# Retrofitting a 395 With Digital Pressure Gauge



## RH (Sep 7, 2010)

Anyone done it? 

I ordered the digital add on since it seemed a more elegant way to go than an analog pressure guage added in-line. Apparently you just remove the plain plate saying "Smart Control" and replace it with the one having the digital readout. Cost is $110 for the digital versus $70 or so for the analog gauge.

Reason I am doing this is to get a more accurate read out (or actually any read out) when spraying with the new FFLP tip. In order to get maximum performance from them I suspect pressure is going to be more of an issue so I want to be able to know exactly where I need to have it set for various products.


----------



## DeanV (Apr 18, 2007)

Good idea. Let me know how the upgrade works. I like the idea of adding digital control as well.


----------



## RH (Sep 7, 2010)

DeanV said:


> Good idea. Let me know how the upgrade works. I like the idea of adding digital control as well.


Will do.


----------



## Eagle Cap Painter (Nov 14, 2016)

It's too bad there's no digital option on the new 395s. I'd be interested to know how accurate this mod is compared to an analog gauge. The digital gauge was a big selling point for me on the 490 I just bought.


----------



## RH (Sep 7, 2010)

When I purchased my 395 SW had it for $600 which was a pretty good deal - even had two extra tips thrown in. So even with adding the cost of a digital guage the price was pretty good. But doing it over, I would buy one with the guage built in.


----------



## Eagle Cap Painter (Nov 14, 2016)

Paid 1160 for a 490 with 8 extra tips. PC has one or two 390s for 700 right now though.


----------



## RH (Sep 7, 2010)

Think my deal was an end of the year attempt by my local SW to meet a quota or something. Know it wasn't a regular type of price. Either way it was hard to pass up. Of course that particulat machine turned out to be a bit of a lemon with all sorts of issues which might of lead me to believe something had been passed off on me - except the guys here are a stand up bunch and wouldn't do anything like that. Plus, more than a year after I bought the hinky one, they went to bat for me and got me a brand new sprayer from Graco. So I have nothing but good things to say about my local SW and the staff working there.


----------



## Eagle Cap Painter (Nov 14, 2016)

Yeah that 390 at PC is a model closeout and I think a floor model. The pro show in Tri-Cities is the 23rd and the list I got from SW has some good deals. There's a coupon for free tips from Graco with the purchase of any new sprayer that you can use on top of the other freebies your retailer throws in: http://www.portlandcompressor.com/docs/graco-finish-first-coupon-2017.pdf


----------



## stelzerpaintinginc. (May 9, 2012)

At the risk of stating the obvious, installing a gauge at the pump will only read pressure outlet before pressure losses due to hose length, diameter restrictions, connections, etc. It's still a handy tool, as long as you're able to calculate the respective losses to get a true reading at the gun.


----------



## RH (Sep 7, 2010)

I hear what you are saying but since I only really care about getting consistent settings for specific products, not sure that the actual pressure coming out if the gun is a critical number. Just want to know that if the pressure number on the guage will give me the same result as last time, I should be good. At least I hope so.


----------



## Eagle Cap Painter (Nov 14, 2016)

stelzerpaintinginc. said:


> At the risk of stating the obvious, installing a gauge at the pump will only read pressure outlet before pressure losses due to hose length, diameter restrictions, connections, etc. It's still a handy tool, as long as you're able to calculate the respective losses to get a true reading at the gun.

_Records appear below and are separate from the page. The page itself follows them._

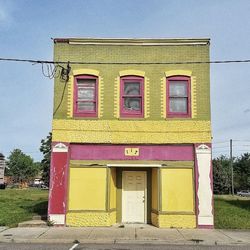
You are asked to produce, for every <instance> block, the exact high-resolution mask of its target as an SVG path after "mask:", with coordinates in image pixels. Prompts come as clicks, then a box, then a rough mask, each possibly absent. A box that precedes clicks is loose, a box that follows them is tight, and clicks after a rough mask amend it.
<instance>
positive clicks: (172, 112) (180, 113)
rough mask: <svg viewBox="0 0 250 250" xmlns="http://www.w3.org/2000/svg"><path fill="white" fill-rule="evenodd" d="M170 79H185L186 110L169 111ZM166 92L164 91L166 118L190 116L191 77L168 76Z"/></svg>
mask: <svg viewBox="0 0 250 250" xmlns="http://www.w3.org/2000/svg"><path fill="white" fill-rule="evenodd" d="M170 81H185V82H186V83H187V112H171V111H170V95H169V93H170ZM166 84H167V88H166V89H167V93H166V97H167V98H166V101H167V103H166V106H167V118H168V117H170V118H171V117H172V118H174V117H177V118H178V117H179V118H190V117H191V77H189V76H170V77H167V79H166Z"/></svg>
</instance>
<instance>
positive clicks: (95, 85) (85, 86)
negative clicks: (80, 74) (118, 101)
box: [74, 75, 98, 117]
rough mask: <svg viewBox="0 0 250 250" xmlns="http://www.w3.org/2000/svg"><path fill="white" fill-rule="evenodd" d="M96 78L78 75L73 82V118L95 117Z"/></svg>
mask: <svg viewBox="0 0 250 250" xmlns="http://www.w3.org/2000/svg"><path fill="white" fill-rule="evenodd" d="M97 89H98V78H97V77H95V76H90V75H80V76H76V77H75V81H74V116H82V117H97V102H98V95H97Z"/></svg>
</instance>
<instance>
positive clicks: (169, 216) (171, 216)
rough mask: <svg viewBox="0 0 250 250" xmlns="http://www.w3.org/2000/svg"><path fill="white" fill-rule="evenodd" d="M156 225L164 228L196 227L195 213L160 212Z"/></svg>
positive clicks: (195, 218)
mask: <svg viewBox="0 0 250 250" xmlns="http://www.w3.org/2000/svg"><path fill="white" fill-rule="evenodd" d="M158 226H159V227H160V228H161V227H166V228H196V217H195V215H189V214H185V215H183V214H160V215H158Z"/></svg>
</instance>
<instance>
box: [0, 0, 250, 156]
mask: <svg viewBox="0 0 250 250" xmlns="http://www.w3.org/2000/svg"><path fill="white" fill-rule="evenodd" d="M249 13H250V1H249V0H237V1H235V0H220V1H218V0H210V1H207V0H95V1H93V0H92V1H91V0H82V1H80V0H75V1H70V0H68V1H64V0H60V1H59V0H54V1H51V0H42V1H35V0H26V1H24V0H0V57H16V58H32V59H48V60H52V57H53V43H52V41H51V39H50V38H51V37H132V38H133V37H146V38H147V37H155V38H158V37H159V38H162V37H167V38H171V37H188V38H189V37H190V38H193V37H210V38H211V60H223V59H246V58H250V42H249V41H250V29H249V27H250V16H249ZM0 67H1V68H0V72H1V78H0V93H1V98H0V152H2V153H4V154H5V155H6V156H8V154H9V152H10V151H11V150H13V149H14V148H21V149H22V150H23V151H24V152H25V153H27V154H30V155H31V156H32V157H33V158H34V159H35V160H40V159H41V154H40V153H39V146H40V140H41V139H42V138H44V137H46V136H47V134H48V132H49V131H50V130H51V119H52V99H53V80H49V79H47V78H45V77H44V76H43V75H42V72H41V67H40V66H39V65H31V64H27V63H11V62H8V63H7V62H0ZM249 94H250V63H249V64H230V65H229V64H226V65H211V103H212V124H213V137H214V142H215V144H214V155H215V156H216V155H218V154H219V153H224V154H226V153H228V144H229V143H227V141H229V139H230V138H232V139H233V140H235V142H234V145H235V147H234V154H235V155H238V154H240V153H243V152H244V151H247V150H250V97H249ZM248 140H249V141H248ZM243 145H245V146H243ZM248 145H249V146H248Z"/></svg>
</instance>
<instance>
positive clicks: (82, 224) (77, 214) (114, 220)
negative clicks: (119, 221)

What are the odds you've got a handy chart for this using standard hose sizes/lengths? I'd happily take equations to make one and share it here. I mostly use 15/50/100' 1/4" hoses with a 5' 3/16" whip, myself.


----------



## DeanV (Apr 18, 2007)

RH said:


> I hear what you are saying but since I only really care about getting consistent settings for specific products, not sure that the actual pressure coming out if the gun is a critical number. Just want to know that if the pressure number on the guage will give me the same result as last time, I should be good. At least I hope so.


I agree. It should allow for repeatable settings still and allow you to evaluate changes to the set up like ff to fflp tips.


----------



## stelzerpaintinginc. (May 9, 2012)

*Pressure Hose Drop Chart*



Eagle Cap Painter said:


> What are the odds you've got a handy chart for this using standard hose sizes/lengths? I'd happily take equations to make one and share it here. I mostly use 15/50/100' 1/4" hoses with a 5' 3/16" whip, myself.


Too many variables to give any sort of definitive answer or equation once you start factoring in variations on tip sizes, fittings, material viscosity, etc., but here's some info and charts on pressure loss through hoses. For more info, search the term/s, "hose friction loss", "pressure drop charts", "hose pressure drop", etc.

https://www.google.com/url?sa=t&rct=j&q=&esrc=s&source=web&cd=5&cad=rja&uact=8&ved=0ahUKEwiX-8yl6MrSAhVE8GMKHQL9Di4QFgg0MAQ&url=http%3A%2F%2Fwww.reelcraft.com%2Fpdfs%2Ftech_bulletins%2FTB0001.pdf&usg=AFQjCNH01dMM-z3MQSWfhrmbiFSmoZ_-sQ&sig2=nPWQLoZ5HfLb0BvdsuCH2g


----------